Let $\kappa$ be a regular cardinal. It seems reasonable to introduce the following definition:
Definition. A simplicial set $K$ is $\kappa$-sifted if, for every set $E$ with $\lvert E\rvert<\kappa$, the diagonal functor $K\to K^E$ is cofinal.
It follows from [Lurie: Higher Topos Theory, Prop 5.3.1.22] that every $\kappa$-filtered $\infty$-category is $\kappa$-sifted. On the other hand, the category ${\mathbf\Delta}^{\operatorname{op}}$ seems to be $\kappa$-sifted since the product of any $\kappa$'s simplices is still weakly contractible.
I wonder:
- Is there any study of this notion in the literature?

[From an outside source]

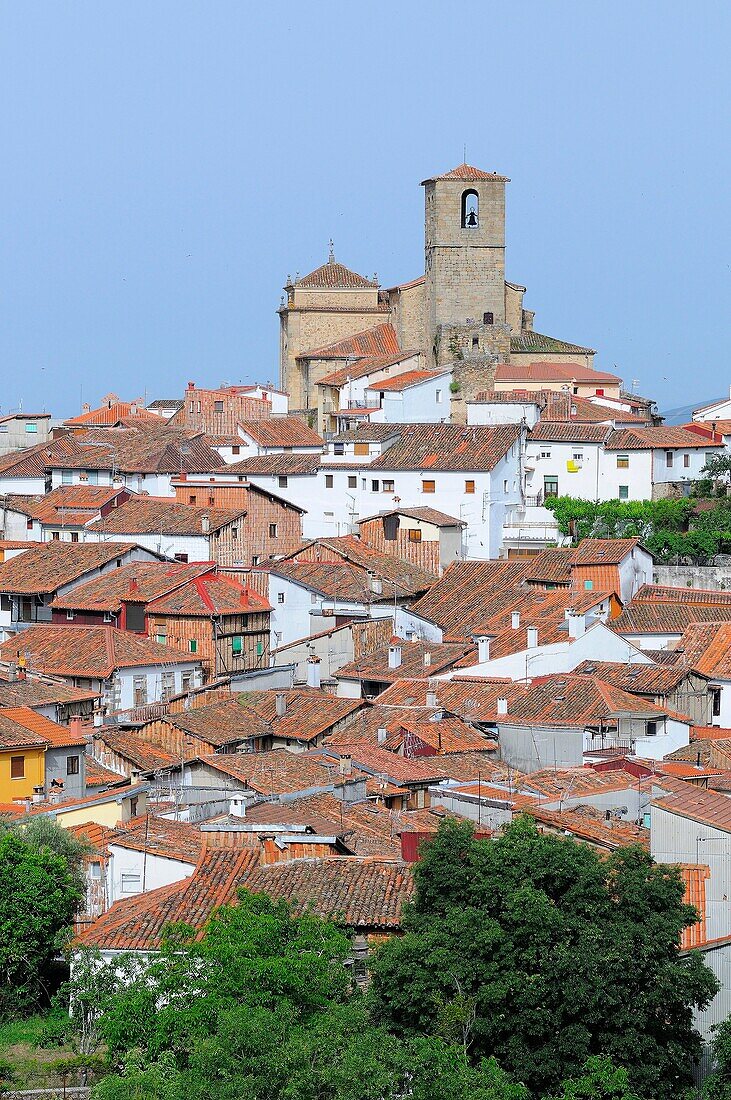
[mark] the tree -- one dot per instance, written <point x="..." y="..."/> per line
<point x="565" y="954"/>
<point x="39" y="897"/>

- To what extent, $\kappa$-sifted colimits = $\kappa$-filtered colimits + geometric realizations? For example, let $\mathcal C$ be an $\infty$-category with small limits, and $F\colon\mathcal C\to\mathcal D$ a functor. Is it true that, if $F$ preserves geometric realizations and is $\kappa$-accessible, then it preserves $\kappa$-sifted colimits? In the 1-category situation with $\kappa=\aleph_0$, this is in [Adámek–Rosický–Vitale, On Algebraically Exact Categories and Essential Localizations of Varieties].